Concentration-action curves of effects of various adenine nucleotides on androgen-independent prostatic cell growth. PC-3 and DU145 cells were cultured and counted in the same conditions as described in Figure 4. Cells were submitted or not to stimulation with BzATP, ATP, ATPγS, 2-MeSATP or α,βmeATP (all at 100 μM). After 4 days, the number of living cells that excluded trypan blue was determined using a haemocytometer. The data represent the mean±s.e.mean of three independent experiments with quadruplicate experimental points.

Figure 7

Qualitative detection of apoptosis among androgen-independent PC-3 and DU145 cells. PC-3 cells, at a density of 400,000/10 cm dishes, were cultured in complete Ham's F-12 containing 8% FBS and stimulated or not by BzATP or ATP (100 μM). DU145 cells, 400,000/10 cm dishes, were cultured in a complete Eagle's modified essential medium containing 4% FBS. Experimental procedures are described under Methods. DNA (8 μg/lane) was separated by electrophoresis on a 2% agarose gel and visualized by ethidium bromide staining.

Figure 8

Detection of P2X receptors mRNA in human androgen-independent prostatic carcinoma cells by RT–PCR experiments.
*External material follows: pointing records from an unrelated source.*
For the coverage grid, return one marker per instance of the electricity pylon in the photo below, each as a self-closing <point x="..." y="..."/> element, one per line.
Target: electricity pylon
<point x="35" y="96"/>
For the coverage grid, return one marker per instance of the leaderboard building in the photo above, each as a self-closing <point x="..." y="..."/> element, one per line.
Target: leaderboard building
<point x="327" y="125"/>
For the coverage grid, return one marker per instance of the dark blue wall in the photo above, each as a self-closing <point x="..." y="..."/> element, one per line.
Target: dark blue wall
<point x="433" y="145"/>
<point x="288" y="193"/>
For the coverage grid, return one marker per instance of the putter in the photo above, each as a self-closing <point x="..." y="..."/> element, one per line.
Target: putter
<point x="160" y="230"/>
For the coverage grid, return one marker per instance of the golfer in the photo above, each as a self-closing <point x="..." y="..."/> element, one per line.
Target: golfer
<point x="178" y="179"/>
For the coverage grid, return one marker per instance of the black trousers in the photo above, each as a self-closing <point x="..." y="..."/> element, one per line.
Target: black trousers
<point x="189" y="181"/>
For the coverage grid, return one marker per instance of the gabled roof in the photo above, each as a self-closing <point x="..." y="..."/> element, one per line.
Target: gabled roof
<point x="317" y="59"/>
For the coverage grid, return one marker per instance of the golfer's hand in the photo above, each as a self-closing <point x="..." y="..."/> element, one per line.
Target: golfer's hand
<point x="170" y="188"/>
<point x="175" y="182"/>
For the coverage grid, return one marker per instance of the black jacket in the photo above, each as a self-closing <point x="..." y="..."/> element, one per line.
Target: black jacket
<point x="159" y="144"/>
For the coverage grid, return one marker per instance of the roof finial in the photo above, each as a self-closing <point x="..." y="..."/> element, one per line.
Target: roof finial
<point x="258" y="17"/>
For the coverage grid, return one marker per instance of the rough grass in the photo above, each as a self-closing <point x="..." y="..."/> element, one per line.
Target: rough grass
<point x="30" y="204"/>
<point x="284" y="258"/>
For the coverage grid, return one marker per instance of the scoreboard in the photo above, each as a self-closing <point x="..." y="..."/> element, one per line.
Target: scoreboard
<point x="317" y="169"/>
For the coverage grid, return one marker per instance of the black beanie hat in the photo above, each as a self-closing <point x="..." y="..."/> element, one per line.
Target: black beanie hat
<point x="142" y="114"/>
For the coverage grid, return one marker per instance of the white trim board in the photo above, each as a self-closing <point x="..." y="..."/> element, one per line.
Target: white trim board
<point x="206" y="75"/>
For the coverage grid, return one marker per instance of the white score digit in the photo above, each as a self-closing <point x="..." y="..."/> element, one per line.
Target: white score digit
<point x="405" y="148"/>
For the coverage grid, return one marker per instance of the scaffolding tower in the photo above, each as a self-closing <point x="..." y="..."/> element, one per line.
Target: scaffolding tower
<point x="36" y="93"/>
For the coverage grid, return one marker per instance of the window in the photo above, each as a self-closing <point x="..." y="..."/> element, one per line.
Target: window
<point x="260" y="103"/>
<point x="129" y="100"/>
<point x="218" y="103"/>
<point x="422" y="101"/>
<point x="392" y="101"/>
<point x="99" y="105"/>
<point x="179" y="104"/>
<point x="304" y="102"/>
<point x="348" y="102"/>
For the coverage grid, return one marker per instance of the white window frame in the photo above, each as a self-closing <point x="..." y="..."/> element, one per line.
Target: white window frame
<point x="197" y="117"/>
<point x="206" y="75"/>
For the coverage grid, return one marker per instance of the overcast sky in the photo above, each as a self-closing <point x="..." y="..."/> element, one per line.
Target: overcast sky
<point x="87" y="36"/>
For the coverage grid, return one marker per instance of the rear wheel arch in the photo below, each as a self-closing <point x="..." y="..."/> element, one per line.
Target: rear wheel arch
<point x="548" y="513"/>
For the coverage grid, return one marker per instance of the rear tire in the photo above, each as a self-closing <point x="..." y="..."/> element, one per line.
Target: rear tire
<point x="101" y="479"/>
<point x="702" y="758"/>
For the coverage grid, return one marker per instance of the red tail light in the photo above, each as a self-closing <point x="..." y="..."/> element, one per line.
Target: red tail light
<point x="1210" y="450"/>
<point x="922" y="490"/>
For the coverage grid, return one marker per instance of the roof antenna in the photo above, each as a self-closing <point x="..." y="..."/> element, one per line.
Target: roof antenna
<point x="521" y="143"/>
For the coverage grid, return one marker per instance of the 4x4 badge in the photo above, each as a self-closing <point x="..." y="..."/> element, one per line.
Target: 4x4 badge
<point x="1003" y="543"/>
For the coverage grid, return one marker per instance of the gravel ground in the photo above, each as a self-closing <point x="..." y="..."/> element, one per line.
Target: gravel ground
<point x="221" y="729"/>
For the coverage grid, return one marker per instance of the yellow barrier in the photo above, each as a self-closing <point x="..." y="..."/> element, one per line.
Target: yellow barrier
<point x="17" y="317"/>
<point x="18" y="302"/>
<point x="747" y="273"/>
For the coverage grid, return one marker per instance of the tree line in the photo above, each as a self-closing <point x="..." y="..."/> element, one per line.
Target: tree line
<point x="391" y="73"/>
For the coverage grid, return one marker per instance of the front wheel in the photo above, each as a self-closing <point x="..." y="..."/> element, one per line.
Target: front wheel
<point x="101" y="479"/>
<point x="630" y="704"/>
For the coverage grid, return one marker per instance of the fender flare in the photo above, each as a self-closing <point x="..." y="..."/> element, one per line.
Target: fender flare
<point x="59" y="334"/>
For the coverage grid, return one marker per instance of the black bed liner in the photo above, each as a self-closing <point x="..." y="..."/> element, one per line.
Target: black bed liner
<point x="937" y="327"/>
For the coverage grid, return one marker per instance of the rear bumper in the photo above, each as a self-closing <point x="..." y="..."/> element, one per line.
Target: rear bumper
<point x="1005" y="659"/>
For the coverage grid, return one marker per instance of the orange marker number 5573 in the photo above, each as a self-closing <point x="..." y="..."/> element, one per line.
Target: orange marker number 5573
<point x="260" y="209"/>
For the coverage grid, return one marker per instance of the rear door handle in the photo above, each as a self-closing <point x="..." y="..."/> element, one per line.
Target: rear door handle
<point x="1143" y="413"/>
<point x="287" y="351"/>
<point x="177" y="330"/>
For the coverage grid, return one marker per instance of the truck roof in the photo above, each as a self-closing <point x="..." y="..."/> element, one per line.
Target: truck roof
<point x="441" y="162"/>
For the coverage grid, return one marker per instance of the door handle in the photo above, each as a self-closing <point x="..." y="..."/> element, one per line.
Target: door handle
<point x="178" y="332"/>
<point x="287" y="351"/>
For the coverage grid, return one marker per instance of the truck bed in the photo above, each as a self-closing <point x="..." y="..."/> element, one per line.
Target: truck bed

The experimental procedure as well as oligonucleotide sequences are described under Methods. PCR products (P2X₄: 424 pb; P2X₅: 373 pb; P2X₇: 470 pb) are visualized after electrophoresis, and ethidium bromide staining of a 2% agarose gel. These data are representative of three different RT – PCR experiments, performed on two different batches of RNA.

Figure 9

Measurements of intracellular calcium using the fluorescent marker fura 2-AM. Effects of BzATP (A) and ATP (B) at 100 μM on the PC-3 cells, in a medium containing or not EGTA (1 mM) added just prior to the ligand stimulation. The experimental procedure is described under Methods. The data represent the mean of three independent experiments (s.e.means were below 10%).